Westminster has failed to deliver on the Smith Commission, concludes Scottish Parliament committee


Further powers committee report asks for revisions and clarification on devolution plans

THE UK GOVERNMENT has failed to live up to the “spirit or substance” of the Smith Commission proposals on more powers for the Scottish Parliament, according to a new report published by the Scottish Parliament’s devolution committee.

After considering the detail in the UK Government command paper, the committee concluded that Westminster had fallen short of the cross-party recommendations made in November last year.

New amendments are required regarding the crown estate, welfare powers and the legislative consent process, according to the cross-party committee.

Further information was requested over plans to partly devolve income tax, a share of VAT revenue and borrowing powers.

“The responsibilities of Holyrood should not be decided by party political horse-trading but should instead reflect the aspirations of our people and our communities.” Alison Johnstone MSP

The committee convenor Bruce Crawford MSP indicated that the people of Scotland had voted for change in the General Election, and meeting the proposals of the Smith Commission was a “baseline” for progress.

First Minister Nicola Sturgeon will meet Prime Minister David Cameron in Edinburgh tomorrow to discuss whether Westminster will budge beyond the current proposals for devolution.

Alison Johnstone, Scottish Green MSP for Lothian and a member of the committee, added there was “serious concern” regarding Westminster’s handling of the devolution process.
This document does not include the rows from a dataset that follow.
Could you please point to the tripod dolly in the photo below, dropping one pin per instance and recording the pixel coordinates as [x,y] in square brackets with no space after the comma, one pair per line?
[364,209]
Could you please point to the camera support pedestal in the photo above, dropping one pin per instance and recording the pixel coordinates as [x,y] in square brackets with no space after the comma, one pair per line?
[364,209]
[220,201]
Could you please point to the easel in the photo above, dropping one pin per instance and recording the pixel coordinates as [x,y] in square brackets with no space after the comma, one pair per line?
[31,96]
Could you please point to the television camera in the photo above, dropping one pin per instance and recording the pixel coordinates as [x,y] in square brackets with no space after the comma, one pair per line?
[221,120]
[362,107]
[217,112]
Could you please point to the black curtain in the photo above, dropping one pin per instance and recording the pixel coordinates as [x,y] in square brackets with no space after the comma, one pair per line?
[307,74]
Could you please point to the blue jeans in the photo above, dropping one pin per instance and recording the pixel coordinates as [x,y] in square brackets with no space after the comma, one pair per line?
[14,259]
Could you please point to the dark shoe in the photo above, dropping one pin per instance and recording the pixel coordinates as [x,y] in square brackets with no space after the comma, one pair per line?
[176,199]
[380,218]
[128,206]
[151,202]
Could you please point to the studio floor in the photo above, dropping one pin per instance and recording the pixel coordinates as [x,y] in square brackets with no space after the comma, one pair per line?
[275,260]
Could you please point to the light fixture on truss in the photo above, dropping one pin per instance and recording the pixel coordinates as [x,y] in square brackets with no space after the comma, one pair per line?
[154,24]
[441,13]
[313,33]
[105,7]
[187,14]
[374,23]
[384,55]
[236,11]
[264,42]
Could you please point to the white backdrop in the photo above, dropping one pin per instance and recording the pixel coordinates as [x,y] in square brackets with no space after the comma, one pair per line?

Johnstone said: “In light of the General Election result the range of further devolution proposed by Smith clearly deserves to be revisited. During our inquiry the committee found shortcomings in the UK Government’s proposed legislative clauses, and the new UK Government would be wise to reflect on that.

“More broadly it is important that as Scotland continues to debate which powers should be transferred from Westminster that we make a real effort to involve wider society. The responsibilities of Holyrood should not be decided by party political horse-trading but should instead reflect the aspirations of our people and our communities.”

Deputy First Minister John Swinney, replying on behalf of the Scottish Government, added: “I welcome this all party report which endorses our long held view that the draft clauses published by the UK Government before the election simply fail to reflect the Smith Commission recommendations.

“I share the committee’s concern that in a number of key areas, particularly in relation to welfare, the draft clauses do not meet the spirit or substance of Smith. I expect the UK Government to take the unanimous views of the devolution committee very seriously and amend the Scotland Bill before it is introduced.

“As the First Minister told parliament yesterday, we will press the prime minister to devolve further job creating and revenue raising powers to the Scottish Parliament. Within that context we will continue to put forward constructive proposals to ensure UK legislation delivers both the spirit and letter of agreements between the Scottish and UK Governments.”

The UK Government has promised to deliver a Scotland Act near the beginning of the new Westminster parliament.